However, this being my first wrap dress I’m not totally convinced these are the universal dress every fashion editor makes them out to be. This one is extremely hugging at every bump and curve. It tends to droop, so I’m constantly futzing with it. I tied it rather tight at work and it felt a bit restraining. The fabric was very soft and it did feel like wearing pajamas which isn’t a bad thing. I don’t know I’ll need to wear it a few times to see if I want to make another one or maybe try a different knit that isn’t so body conscious. Do you like wrap dresses? Any suggestions? See more of the pattern review and alterations.
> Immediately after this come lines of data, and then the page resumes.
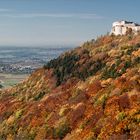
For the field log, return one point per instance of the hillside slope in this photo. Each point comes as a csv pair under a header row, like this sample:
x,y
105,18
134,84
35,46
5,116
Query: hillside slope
x,y
91,92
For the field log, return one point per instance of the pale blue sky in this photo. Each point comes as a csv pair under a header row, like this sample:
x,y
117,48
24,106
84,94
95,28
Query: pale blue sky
x,y
60,22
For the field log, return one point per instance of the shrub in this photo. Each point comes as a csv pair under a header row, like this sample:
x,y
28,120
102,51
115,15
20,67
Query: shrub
x,y
61,131
18,114
39,96
121,116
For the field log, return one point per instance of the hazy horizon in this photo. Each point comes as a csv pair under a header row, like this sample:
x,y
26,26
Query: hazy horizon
x,y
60,23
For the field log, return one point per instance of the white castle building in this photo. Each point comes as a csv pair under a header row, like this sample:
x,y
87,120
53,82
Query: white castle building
x,y
121,27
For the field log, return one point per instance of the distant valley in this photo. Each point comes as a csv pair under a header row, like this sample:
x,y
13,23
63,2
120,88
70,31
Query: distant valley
x,y
16,63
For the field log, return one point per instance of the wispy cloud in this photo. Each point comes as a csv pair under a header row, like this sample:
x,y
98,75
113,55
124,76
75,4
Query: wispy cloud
x,y
53,15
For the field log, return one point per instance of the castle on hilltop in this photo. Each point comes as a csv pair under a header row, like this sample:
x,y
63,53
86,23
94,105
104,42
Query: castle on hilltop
x,y
121,27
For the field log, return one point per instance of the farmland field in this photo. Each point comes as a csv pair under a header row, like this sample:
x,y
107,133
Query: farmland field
x,y
8,80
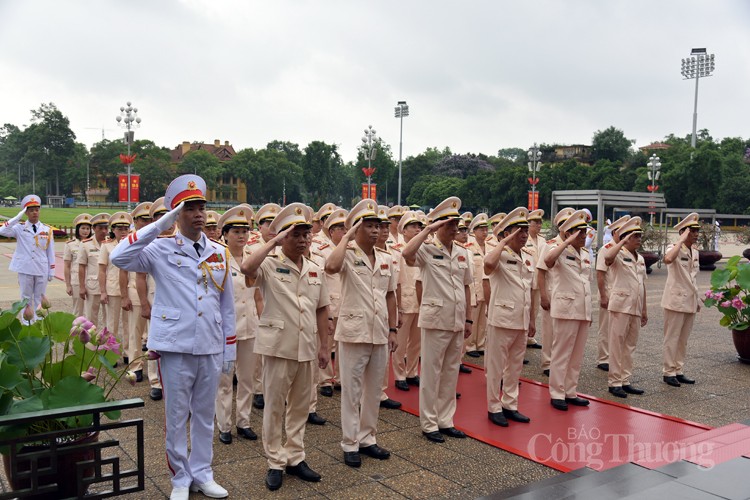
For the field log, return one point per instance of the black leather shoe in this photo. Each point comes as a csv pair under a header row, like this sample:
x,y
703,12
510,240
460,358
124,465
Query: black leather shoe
x,y
375,451
401,385
303,471
247,433
390,404
434,436
273,479
559,404
315,419
516,416
326,391
618,391
258,401
352,459
632,390
576,401
497,418
225,437
452,432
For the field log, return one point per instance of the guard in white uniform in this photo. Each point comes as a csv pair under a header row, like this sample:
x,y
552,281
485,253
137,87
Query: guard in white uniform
x,y
34,258
192,327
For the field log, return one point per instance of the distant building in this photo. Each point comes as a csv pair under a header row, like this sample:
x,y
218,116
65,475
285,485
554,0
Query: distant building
x,y
229,187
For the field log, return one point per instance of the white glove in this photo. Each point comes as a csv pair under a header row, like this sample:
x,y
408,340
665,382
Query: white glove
x,y
167,220
17,217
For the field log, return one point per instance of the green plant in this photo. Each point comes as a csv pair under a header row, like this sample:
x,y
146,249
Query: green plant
x,y
57,362
729,294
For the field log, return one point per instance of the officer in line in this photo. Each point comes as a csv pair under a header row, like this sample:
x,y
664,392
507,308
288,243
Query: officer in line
x,y
295,310
444,316
569,268
110,296
604,286
680,300
405,359
626,304
34,257
545,290
234,226
192,327
82,228
88,269
366,330
510,323
131,304
533,248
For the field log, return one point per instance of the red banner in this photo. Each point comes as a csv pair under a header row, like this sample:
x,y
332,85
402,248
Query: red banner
x,y
135,188
533,200
372,194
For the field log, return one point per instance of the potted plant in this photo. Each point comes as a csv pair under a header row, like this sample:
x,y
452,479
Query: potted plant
x,y
708,255
652,243
729,294
57,362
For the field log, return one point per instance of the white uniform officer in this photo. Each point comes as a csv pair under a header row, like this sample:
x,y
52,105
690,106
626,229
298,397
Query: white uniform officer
x,y
192,327
444,316
34,258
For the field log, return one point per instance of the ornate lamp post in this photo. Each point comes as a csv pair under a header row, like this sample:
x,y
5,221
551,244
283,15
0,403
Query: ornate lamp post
x,y
369,142
402,110
535,154
654,170
128,119
698,65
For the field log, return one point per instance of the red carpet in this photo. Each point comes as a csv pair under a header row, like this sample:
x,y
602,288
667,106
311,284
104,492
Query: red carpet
x,y
600,436
59,271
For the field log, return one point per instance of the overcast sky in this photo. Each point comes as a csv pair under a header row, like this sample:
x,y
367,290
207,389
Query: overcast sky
x,y
477,75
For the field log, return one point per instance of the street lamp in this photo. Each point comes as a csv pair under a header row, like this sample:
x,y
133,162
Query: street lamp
x,y
699,65
654,170
128,119
402,110
535,154
369,142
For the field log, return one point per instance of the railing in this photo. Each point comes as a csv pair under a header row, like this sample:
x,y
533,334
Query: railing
x,y
34,467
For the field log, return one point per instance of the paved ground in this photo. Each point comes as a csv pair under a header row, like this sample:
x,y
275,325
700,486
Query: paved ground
x,y
459,468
One of the editors at work wears a blue wrap dress that always looks great. And, another editor bought this very same fabric and made a cute skirt. I’ve been wanting to sew this dress for a long long time. And, finally, rather spontaneously I whipped it up on a Saturday night. This pattern actually has directions as a reversible dress, not a lining but a reversible side. I didn’t make this reversible just a regular wrap dress and this is indeed a traditional wrap dress. No zippers, no mocking here, just a traditional wrap. It has no facings I just turned down all the edges, and stitched, even the neck. It’s unusual for me not to put in facings.
I did reinforce the shoulder seams, but I’m thinking the neck line may have to be reinforced at some point. Or maybe on the next rendition. Oh and yes, I did add a bit to the neckline, it was incredibly low.
Nancy Zieman’s knit patterns have a shoulder length of 3 inches. Vogue is 4 inches for a size 8. I did move the sleeve/shoulder marking up by an inch and then tapered to 5/8 on the armsyce and it made a bit of improvement as you can see here.
Next time I’ll make a small shoulder adjustment. In doing so I believe I’ll eliminate the droopy shoulder seen here: Plus, maybe a forward shoulder adjustment too.
So, there it is, a nice late summer wrap dress.